Security agencies shouldn’t have the power to vet political candidates
14 Feb 2020|

Australian democracy, Peter Hartcher observed in his post in The Strategist on ‘The real China choice’, ‘is a precious asset’. He’s right. Indeed, our constitution guarantees that the House of Representatives and the Senate must be ‘directly chosen’ by the people, and in multiple cases over recent decades the High Court has reinforced the importance of that direct choice.

Despite his framing, however, Hartcher is not altogether comfortable with the Australian people choosing their own representatives. Instead, his post argued, we should require ‘all MPs and Senators … to submit to a formal ASIO security clearance’, and anyone unwilling to submit themselves to a clearance ‘shouldn’t be allowed to sit in parliament to make laws’.

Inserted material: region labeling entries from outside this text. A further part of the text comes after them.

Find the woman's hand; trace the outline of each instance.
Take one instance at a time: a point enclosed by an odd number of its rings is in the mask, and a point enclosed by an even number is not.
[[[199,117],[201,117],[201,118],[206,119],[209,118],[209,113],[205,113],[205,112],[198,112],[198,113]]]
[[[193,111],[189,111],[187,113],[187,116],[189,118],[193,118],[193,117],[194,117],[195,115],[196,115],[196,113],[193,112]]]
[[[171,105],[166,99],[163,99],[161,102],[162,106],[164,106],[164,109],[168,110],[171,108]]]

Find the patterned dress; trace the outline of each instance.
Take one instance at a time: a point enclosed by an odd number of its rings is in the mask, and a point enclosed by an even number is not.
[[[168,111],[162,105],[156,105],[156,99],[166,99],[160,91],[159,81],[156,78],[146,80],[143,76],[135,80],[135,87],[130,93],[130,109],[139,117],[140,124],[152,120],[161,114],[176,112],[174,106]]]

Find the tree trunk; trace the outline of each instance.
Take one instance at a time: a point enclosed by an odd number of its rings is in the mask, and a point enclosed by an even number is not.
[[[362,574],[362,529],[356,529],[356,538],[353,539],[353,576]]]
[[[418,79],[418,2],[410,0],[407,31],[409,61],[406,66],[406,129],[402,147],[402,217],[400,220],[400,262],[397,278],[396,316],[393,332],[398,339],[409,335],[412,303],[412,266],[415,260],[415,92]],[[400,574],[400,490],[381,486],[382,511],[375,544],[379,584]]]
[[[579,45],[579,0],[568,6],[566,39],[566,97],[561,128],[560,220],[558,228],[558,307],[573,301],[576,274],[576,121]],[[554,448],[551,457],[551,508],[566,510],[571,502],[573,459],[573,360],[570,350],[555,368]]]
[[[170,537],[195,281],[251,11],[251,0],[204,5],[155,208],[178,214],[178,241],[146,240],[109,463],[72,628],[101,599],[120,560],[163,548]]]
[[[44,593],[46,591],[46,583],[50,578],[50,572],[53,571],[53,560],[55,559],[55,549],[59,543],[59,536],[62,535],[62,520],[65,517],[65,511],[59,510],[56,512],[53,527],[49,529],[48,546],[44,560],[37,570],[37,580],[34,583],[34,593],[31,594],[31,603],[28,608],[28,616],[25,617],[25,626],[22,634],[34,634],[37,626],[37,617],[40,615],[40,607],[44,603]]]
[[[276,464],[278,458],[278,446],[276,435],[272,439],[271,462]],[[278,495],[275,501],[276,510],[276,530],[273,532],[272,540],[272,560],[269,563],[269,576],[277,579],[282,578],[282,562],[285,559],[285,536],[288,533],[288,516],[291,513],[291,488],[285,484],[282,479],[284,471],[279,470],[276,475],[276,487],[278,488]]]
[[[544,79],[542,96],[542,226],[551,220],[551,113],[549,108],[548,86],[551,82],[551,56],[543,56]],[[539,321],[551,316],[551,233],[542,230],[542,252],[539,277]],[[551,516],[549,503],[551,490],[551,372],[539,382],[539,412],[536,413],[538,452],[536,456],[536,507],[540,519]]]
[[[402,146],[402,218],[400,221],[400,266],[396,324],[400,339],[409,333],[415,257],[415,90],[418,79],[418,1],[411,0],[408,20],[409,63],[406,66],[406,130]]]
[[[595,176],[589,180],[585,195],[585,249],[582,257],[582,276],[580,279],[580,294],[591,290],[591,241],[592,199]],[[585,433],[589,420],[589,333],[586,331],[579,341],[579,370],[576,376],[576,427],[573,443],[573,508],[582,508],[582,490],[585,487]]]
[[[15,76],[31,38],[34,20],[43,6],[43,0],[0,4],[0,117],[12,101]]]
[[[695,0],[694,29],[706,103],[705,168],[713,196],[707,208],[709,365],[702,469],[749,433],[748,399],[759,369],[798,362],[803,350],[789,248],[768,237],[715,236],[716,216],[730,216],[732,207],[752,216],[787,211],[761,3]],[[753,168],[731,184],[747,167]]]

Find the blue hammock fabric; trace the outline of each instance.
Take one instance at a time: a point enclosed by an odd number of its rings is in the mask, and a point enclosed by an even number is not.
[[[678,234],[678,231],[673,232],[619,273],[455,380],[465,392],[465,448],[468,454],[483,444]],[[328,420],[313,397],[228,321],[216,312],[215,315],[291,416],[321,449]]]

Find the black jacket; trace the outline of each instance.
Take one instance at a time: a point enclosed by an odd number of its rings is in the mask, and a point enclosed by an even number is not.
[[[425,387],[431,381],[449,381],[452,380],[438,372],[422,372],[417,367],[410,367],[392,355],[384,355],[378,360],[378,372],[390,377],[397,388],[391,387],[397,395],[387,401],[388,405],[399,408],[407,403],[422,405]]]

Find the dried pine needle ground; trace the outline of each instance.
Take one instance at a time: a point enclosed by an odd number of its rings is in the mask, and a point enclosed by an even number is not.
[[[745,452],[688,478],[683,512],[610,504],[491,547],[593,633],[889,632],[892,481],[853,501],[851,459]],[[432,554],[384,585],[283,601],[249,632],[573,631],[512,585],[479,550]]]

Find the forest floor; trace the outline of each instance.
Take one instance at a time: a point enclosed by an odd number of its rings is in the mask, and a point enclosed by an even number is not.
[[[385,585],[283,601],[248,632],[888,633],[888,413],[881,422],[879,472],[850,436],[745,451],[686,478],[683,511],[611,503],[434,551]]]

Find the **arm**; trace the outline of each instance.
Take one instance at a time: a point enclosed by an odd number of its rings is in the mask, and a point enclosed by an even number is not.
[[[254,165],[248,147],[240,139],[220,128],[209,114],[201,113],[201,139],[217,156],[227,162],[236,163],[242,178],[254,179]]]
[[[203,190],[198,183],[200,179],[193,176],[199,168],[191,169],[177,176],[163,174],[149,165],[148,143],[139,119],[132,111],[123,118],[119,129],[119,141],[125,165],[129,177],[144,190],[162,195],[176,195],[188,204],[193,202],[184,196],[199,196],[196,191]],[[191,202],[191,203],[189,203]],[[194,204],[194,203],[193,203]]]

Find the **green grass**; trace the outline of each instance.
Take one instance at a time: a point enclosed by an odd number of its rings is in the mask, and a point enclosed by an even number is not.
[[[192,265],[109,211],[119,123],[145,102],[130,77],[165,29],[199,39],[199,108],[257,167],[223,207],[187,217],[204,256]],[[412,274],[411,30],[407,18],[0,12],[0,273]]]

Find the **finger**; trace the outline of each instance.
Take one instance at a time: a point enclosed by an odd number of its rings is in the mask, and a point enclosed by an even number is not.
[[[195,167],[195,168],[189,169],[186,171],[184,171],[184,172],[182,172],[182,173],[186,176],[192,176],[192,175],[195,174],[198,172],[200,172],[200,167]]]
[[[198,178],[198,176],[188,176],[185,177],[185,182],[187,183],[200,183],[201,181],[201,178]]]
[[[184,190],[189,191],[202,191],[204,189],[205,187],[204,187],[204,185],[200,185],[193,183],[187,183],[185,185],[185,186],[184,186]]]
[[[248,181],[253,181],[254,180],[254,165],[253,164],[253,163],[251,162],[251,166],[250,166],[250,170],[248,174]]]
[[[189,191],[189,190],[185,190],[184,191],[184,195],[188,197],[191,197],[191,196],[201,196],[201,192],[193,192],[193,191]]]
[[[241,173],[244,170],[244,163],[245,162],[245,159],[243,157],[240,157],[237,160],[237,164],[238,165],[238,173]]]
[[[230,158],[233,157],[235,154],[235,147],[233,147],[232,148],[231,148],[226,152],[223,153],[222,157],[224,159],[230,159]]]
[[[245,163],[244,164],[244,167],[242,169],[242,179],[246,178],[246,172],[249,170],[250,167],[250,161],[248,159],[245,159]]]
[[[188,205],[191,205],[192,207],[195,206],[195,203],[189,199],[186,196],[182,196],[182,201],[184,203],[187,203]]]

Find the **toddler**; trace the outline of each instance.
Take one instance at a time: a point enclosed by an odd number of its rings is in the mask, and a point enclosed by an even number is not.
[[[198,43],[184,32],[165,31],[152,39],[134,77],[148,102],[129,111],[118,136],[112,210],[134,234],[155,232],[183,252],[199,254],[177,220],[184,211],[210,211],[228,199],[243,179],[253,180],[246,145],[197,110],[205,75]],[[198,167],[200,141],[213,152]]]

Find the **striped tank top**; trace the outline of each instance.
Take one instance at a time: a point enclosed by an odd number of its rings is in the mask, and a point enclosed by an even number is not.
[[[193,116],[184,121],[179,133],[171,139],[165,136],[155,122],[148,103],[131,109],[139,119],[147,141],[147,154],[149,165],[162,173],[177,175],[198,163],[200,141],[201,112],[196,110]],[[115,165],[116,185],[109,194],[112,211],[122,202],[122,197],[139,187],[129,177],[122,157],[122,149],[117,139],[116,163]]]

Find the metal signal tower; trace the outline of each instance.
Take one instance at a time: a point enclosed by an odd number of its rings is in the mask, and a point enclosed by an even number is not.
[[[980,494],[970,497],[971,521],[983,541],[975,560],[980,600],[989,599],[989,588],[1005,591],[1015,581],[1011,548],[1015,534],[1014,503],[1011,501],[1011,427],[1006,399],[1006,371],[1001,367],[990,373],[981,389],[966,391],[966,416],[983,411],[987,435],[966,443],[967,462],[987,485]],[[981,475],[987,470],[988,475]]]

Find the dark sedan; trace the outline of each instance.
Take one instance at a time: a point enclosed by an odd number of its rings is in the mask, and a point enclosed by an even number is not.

Let’s be clear: Hartcher would give ASIO a veto over parliamentary preselection. If anything is an existential threat to Australian democracy, it is the Orwellian prospect of preselection being subcontracted out to the spies.

It is important to reflect on the ramifications of such a proposal. Anyone who has been through an assessment for a high-level security clearance knows that it typically involves a searching analysis of the subject’s personal life—including their financial status, sexuality, medical history, relationships, internet habits, home life, and general attitude to the world. If the conclusion of that process is unfavourable to the subject, they will usually be provided with, at best, a summary of the reasons why they were denied a clearance. They may never know what was said about them, or by whom, and they may have limited ability to challenge the decision.

In Hartcher’s Australia, candidates for political office would be subject to this scrutiny. ASIO agents would be prying into the private lives of every candidate for every federal election. They would presumably deny some candidates the ability to run, and do so without giving detailed reasons or disclosing the full evidence on which the denial was based. The candidates, their supporters and their opponents may never know why the spooks weren’t willing to allow them to run for office. Their political future would be demolished.

And consider this: if we adopted the approach advocated in Hartcher’s post, how many public-spirited Australians would refrain from running for office altogether because of a reluctance to sit down with ASIO to discuss their divorces, their youthful indiscretions, or their embarrassing medical conditions?

But we shouldn’t be concerned solely with the would-be candidates who fail Hartcher’s preselection or those who refrain from running. Even the politicians who passed the Hartcher test would forever know that there might be a manila folder, sitting somewhere in ASIO headquarters, containing deeply sensitive and potentially embarrassing information on their personal lives. It bears emphasising that these politicians would be the same ones responsible for overseeing ASIO, and ASIO’s funding and responsibilities.

We expect our politicians to ask tough questions of the security services, and to hold them to account on our behalf. This is one of the ways in which they’re in a different position to the many departmental public servants who subject themselves to security clearances every year. One doesn’t need to be an avid reader of John Le Carré to imagine the potential consequences of an empowered ASIO holding files on every single politician and every single minister of the crown.

And, even if we forget the politicians, all of this should concern all of us, as citizens of the Commonwealth of Australia. Our right to vote is ‘precious’. Depriving us of the ability to choose who we want to represent us is something we should resent, especially when the deprivation would typically be on the basis of undisclosed or undisclosable information. Once we give the security services a veto over candidates for office, the slope becomes very slippery indeed.

Peter Hartcher has observed elsewhere that ‘Australia is best served when democracy is thriving everywhere’.  Doubtless there is a great deal that can and should be done to add integrity to our political system, to fight anyone who seeks unfair influence, and to stamp out corruption of any sort wherever it hides.

But in making ‘the real China choice’, we should make sure that our efforts to ‘choose Australia’ don’t wind up undermining the very democracy Hartcher wants to protect.